LEAR
Zavallının köpekten nasıl kaçtığını da görmüşsündür öyleyse? Al sana Otoritenin kıyak bir portresi: İte de biat edilir, makamı olsun yeter ki. Seni adi zaptiye,
Çek bakayım o kanlı ellerini; ne diye kırbaçlıyorsun
O fahişeyi? Asıl kendi sırtını kırbaçla, adi seni;
Onu kırbaçlamana sebep olan şeyi yapmaya
Can atmıyorsun sanki.
Kendine bakmadan, onu dolandıranı astırırmış tefeci.
Giysi hırpani olunca en ufak kusur göze görünür de,
Kaftanlar, kürklü cüppeler kapatır en büyük kusuru bile.
Günahı altınla kapla; adaletin pek kılıcı gelse,
Bir şey yapamadan kırılır, ona.
Ama sakın paçavraya sarayım deme,
Çünkü o zaman cücenin elindeki saman çöpü bile
Yeter onu delip geçmeye.
Kimsenin suçu yok, diyorum, ama kimsenin.
Ben herkese kefilim. Sözüme güven, arkadaş;
Suçlayanların ağzına mühür vuracak yetkiye sahibim.
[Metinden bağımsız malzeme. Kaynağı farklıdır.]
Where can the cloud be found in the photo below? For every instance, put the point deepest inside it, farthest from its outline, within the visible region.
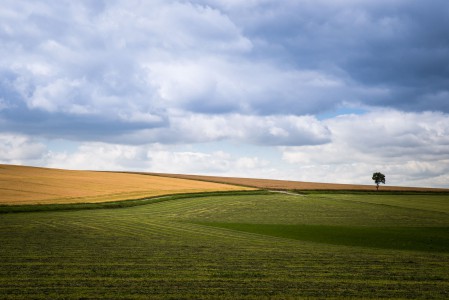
(136, 62)
(118, 76)
(20, 149)
(258, 130)
(410, 147)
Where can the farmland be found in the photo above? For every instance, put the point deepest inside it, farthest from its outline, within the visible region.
(254, 246)
(21, 185)
(295, 185)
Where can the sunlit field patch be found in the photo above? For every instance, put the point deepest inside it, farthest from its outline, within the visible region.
(302, 247)
(21, 185)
İyisi mi sen git, kendine bir çift cam göz al da,
Rezil bir politikacı gibi, görürmüş gibi yap görmediğini.
syf.307
Ne kırbaçlayıp duruyorsun o zavallı fahişeyi? Kırbaçlayacaksan kendi sırtını kırbaçla! Onu kırbaçlamana neden olan şeyi, sen onunla yapmak için yanıp tutuşmuyor musun?